New datasets, including open ones, offer economists and policy-makers a chance to understand better how people are consuming goods and services in real time. The greater the variety of data—and the more frequently it is updated—the more accurate the picture can be for those looking to understand how inflation is being experienced.

Statistics offices on the forefront of new inflation data

New Zealand has been studying how to collect and use price information from new sources and is developing a new framework to integrate and calculate inflation. They point out that these new data sources can clearly give a close-to full coverage of products compared to more traditional frameworks. Supermarket scanner data, collected in co-operation with New Zealand businesses, also provides an almost real-time picture of substitutions that consumers are making on a daily basis.

Similarly, the UK Office for National Statistics (ONS) has ambitious plans to leverage new sources of data to produce aggregate measures of consumer-price statistics by January 2023, also looking to source web-scrapped pricing and scanner data from retailers. For web-scraped data, the ONS plans to work with pricing data scraped by a third-party data collector, MySupermarket, and has developed relationships with various retailers to collect data on consumer purchases.

The role of open data and “data spaces”

Many of the datasets, particularly on consumer-consumption patterns, are not traditionally associated with open-data portals. Companies that rely on sales are reticent about sharing information about their customers, given concerns around data privacy and commercial confidentiality. This is not to say, however, that open-data portals do not already have access to valuable data sets that can help economists and policymakers to better understand inflation.

One important component of the basket of goods are government-provided goods and services. This can include, for example, information on public transportation. Here, Bordeaux Métropole in France collects point of sale information on transport tickets. At the same time, web scraped pricing data could also be provided online as an open-data source, and already exists on as indices using web scraped price data in the United Kingdom.

Getting a complete picture of inflation for statistics offices will likely require co-operation between data providers of both open and closed data. This is where the European Union’s framework for data spaces—a topic addressed in a recent webinar on—can help facilitate co-operation.

A potential way forward for the eurozone?

Assuming that data collectors can co-operate to provide the right data ecosystem to bring a more accurate picture of inflation, economists and policy-makers still face challenges dealing with a more nuanced and much larger dataset. New measuring methods need to account for large volumes of data and high product churn. New index calculation methods need to understand how to automatically adapt to changes of quality, the appearance of new services, or the rapid swinging of seasonal product prices such as vegetables and fruits.

Ultimately, these new data sources can lead to an unlimited number of baskets for goods and services, covering all kinds of products for all kinds of consumers.

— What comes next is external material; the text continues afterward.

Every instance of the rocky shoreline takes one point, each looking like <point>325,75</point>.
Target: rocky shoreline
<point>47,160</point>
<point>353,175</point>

The wider coverage of this data also implies the inclusion of information conceptually out of the scope of normal inflation indexes (such as businesses expenditures).

Nonetheless, these methodological challenges, once resolved, can lead to potentially huge benefits for a better understanding of inflation and open-data portals have an important voice in the development of this new data ecosystem that could better measure inflation.


[1] Under “food”, for example, one can find the sub-category “meat” and then the price of different types of meat: from beef to lamb, to edible offal.